I'm a middle-aged Asian looking woman. My son is a white looking teenage boy. We get strange looks when we are out together which I attribute to people wondering what we are doing together, and we've both been asked by people who the other person is (e.g. my son sees one of his friends; they later ask who I am). I don't think we would get the same reaction if our skin colours are the same. We actually look quite alike, but I think most people see skin colour before they see facial features.
x2boys · 28/03/2021 21:41
Honestly I wouldn't be to concerned lots of people can't tell ages I bumped into a friend at my son's parents evening fairly newish friend who had never met my DH ,my dad had driven my I was mid 40,s my dad was 76 but looked a bit younger my friend thought he was my DH h🤣
Asianfemale · 28/03/2021 21:42
In the ideal world - it should have nothing to do with that, but even I am often get treated as a mail order wife, despite being same age, income and education level as my husband. The age gap between DH and DD is so obvious, that that may be the reason the assumption was made.
RatsolutelyFabulous · 28/03/2021 21:50
Every time I go out with my dad (both white) someone always makes a comment on us being in a relationship. Same happens if I’m out with my eldest brother (we both are pretty much identical in terms of looks)
It does grate on me, especially with my dad, makes us both feel weird. Feel like I shouldn’t go out with my dad mid twenties because I must be in a relationship with a guy twice my age
Honestly, it’s nothing to do with culture, just people being a bit stupid and not thinking. Definitely don’t let it put your daughter off going out with her dad. My dads my best mate, just tell her to Rick her eyes and correct said people in future
Bargebill19 · 28/03/2021 21:51
Meh it happens. Shop assistant had to make a guess one way or the other. They had a 50/50 chance of getting it right. Plus age gap marriages do happen.
I’ve been mistaken for my DH mother - despite being 6 years younger. Also my departed mil was mistaken for my mother. On that one, neither of us was happy.
PenisBeakerIsMyFavouriteMuppet · 28/03/2021 21:53
I’m white, so is my brother. He’s 25 years older than me, and I was once mistake for his wife when we bumped into someone he used to work with in a pub.
I was 20 at the time, and looked it.
I think given your husband mentioned a wife, the guy erred on the side of caution and didn’t just assume that your DD was his DD.
wandawombat · 28/03/2021 21:55
I (dumpy female, short hair) was out helping a friend (female, blonde, petite) shop for a large item & the sales guy asked how long we'd been together! Thankfully, friend did not hear the comment or she'd have ripped a new one but it happens, people don't think...
SplendidSuns1000 · 28/03/2021 21:56
I think there's just as much chance of it being an innocent mistake as it being a micro-aggression sort of thing. I was often mistaken as my mum in my teens when out with my dad and it's a common occurence especially with a young looking parent and older looking child.
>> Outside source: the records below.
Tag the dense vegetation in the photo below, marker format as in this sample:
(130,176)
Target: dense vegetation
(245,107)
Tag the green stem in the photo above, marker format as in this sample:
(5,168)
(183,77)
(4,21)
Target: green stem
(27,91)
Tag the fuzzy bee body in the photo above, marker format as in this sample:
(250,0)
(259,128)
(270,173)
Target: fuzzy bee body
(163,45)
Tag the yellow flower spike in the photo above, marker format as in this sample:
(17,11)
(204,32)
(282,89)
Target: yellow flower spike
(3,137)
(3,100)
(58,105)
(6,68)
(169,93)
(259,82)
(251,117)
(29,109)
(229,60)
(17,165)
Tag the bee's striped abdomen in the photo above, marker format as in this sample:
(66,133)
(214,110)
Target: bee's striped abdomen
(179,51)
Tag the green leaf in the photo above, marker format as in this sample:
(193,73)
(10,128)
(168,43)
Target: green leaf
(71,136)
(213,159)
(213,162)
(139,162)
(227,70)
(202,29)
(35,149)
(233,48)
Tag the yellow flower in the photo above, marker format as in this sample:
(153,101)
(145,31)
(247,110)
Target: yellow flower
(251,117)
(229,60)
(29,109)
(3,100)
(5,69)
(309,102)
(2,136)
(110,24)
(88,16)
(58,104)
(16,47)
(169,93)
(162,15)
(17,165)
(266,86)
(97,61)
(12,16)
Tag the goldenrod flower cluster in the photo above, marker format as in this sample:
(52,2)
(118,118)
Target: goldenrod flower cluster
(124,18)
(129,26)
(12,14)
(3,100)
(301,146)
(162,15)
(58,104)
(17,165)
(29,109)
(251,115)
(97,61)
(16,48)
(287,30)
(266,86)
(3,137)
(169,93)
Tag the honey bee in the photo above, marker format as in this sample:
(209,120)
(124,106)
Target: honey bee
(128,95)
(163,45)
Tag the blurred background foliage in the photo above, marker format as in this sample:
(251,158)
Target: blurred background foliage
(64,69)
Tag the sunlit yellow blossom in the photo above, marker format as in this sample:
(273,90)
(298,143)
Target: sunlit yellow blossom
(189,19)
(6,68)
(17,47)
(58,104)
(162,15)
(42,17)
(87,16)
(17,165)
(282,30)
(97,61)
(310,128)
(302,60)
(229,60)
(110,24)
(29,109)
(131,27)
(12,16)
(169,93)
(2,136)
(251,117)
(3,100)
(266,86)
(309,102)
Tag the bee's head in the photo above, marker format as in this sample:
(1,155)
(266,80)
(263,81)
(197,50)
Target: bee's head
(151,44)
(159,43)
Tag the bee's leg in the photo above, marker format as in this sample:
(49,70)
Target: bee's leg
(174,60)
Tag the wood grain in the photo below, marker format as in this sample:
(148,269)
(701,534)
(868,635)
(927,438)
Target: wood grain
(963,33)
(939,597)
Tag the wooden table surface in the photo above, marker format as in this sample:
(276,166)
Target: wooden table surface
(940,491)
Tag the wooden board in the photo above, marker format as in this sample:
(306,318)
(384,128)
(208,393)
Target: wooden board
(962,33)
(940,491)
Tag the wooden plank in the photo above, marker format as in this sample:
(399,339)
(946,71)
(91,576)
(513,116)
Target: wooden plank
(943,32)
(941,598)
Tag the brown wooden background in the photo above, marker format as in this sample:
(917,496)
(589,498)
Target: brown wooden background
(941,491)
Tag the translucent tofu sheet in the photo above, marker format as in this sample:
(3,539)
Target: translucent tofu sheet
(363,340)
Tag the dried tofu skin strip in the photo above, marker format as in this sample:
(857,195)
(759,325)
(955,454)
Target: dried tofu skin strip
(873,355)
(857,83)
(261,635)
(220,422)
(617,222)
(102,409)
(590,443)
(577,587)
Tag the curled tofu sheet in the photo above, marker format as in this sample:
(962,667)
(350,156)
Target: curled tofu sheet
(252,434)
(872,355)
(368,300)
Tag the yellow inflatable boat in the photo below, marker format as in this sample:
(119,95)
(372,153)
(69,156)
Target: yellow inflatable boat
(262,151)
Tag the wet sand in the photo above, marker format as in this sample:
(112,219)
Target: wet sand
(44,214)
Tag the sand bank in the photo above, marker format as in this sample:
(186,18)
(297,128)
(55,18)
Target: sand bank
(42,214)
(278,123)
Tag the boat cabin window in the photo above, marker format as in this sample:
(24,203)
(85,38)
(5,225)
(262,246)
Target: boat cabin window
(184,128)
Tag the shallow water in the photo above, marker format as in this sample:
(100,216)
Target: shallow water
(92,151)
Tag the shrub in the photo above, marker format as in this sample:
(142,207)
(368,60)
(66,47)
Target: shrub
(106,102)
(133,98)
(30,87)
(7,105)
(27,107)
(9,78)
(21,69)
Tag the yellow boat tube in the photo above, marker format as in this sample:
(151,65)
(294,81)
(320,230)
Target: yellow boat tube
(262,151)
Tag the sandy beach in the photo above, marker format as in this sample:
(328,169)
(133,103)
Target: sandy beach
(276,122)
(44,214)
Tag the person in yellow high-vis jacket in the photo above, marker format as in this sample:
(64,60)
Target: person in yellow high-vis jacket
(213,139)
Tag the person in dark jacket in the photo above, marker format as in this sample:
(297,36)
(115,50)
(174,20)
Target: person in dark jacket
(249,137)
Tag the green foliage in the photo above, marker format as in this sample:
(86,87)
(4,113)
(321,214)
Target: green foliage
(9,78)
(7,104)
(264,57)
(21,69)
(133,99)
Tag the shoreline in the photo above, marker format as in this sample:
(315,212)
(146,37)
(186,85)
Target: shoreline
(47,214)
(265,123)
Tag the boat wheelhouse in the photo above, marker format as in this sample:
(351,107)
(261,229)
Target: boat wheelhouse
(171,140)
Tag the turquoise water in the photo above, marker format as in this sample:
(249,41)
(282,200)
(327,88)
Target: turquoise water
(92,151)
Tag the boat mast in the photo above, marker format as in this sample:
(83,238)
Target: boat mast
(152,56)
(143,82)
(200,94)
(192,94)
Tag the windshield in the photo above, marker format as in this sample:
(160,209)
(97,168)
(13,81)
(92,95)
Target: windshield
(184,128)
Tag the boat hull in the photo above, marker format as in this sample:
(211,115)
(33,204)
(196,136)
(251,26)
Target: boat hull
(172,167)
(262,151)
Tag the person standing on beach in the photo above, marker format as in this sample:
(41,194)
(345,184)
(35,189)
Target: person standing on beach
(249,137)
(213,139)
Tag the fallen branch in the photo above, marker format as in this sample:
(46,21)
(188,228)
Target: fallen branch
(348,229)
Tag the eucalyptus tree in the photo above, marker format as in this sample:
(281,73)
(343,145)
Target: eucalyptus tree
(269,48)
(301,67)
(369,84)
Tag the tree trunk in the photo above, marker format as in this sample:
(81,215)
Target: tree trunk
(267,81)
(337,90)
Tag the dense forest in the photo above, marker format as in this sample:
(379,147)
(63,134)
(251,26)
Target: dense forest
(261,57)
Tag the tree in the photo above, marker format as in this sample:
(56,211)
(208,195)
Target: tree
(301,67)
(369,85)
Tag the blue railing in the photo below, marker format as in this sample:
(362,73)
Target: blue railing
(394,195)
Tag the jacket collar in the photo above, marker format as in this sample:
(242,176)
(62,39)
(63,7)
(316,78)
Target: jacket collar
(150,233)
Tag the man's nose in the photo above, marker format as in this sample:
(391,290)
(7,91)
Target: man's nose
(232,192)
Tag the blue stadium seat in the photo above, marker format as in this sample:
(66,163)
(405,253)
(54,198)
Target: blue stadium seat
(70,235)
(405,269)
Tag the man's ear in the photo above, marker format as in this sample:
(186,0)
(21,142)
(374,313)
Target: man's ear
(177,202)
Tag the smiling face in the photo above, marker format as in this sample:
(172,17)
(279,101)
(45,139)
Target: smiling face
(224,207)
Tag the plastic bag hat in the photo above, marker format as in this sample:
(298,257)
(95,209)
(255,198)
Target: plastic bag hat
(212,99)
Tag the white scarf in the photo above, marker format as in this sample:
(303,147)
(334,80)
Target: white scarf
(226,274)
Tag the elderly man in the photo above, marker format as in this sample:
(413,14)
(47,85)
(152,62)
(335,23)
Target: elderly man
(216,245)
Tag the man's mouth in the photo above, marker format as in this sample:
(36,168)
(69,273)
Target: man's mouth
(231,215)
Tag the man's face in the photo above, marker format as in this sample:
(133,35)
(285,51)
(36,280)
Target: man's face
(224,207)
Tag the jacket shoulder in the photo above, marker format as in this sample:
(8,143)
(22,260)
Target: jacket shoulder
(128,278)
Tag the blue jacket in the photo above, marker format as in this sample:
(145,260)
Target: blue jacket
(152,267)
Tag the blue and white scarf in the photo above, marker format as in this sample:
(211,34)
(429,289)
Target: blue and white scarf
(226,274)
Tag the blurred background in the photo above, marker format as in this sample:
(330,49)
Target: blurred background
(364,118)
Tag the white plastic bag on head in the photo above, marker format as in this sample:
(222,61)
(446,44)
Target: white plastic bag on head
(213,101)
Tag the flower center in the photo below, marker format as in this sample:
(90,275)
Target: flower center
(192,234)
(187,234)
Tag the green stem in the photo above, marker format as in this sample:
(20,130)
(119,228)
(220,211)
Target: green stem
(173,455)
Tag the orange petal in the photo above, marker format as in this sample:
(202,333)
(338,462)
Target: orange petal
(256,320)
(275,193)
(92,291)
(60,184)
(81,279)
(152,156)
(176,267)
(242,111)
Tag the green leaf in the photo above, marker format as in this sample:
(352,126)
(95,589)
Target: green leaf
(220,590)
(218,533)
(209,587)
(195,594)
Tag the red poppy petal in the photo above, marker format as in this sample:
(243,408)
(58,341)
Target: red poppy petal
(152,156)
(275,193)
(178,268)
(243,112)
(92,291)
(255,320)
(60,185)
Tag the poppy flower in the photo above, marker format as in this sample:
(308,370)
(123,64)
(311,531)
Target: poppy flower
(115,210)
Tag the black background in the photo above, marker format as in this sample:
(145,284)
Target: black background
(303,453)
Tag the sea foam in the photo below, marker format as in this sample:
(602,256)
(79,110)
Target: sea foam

Perhaps their masks contributed to the confusion?
Asianfemale · 28/03/2021 21:57
Thank you RatsolutelyFabulous Tinydinosaur RosieGuacamosie HarryLimeFoxtrot Lilao whatswithtodaytoday
It is creepy regardless of race, but in a strange way reassuring to know that this could happen with white women too.
To those who ask what it has to do with being Asian, unfortunately, when you are not white and something strange happens, more often that not it is to do with your race.
partyatthepalace · 28/03/2021 21:58
I think the likelihood is that your husband mentioned his wife, and the assistant (who let’s face it doesn’t give a fuck who the customers are) just turned to the woman next to your DH
But yes, I agree it would have been a bit less likely to have happened if she was white - though I think that’s more likely about the fact people still auto-expect kids to be the same colour as their parents. Younger Asian bride could have been in the assistant’s head - but I think it’s less likely than either of the previous explanations.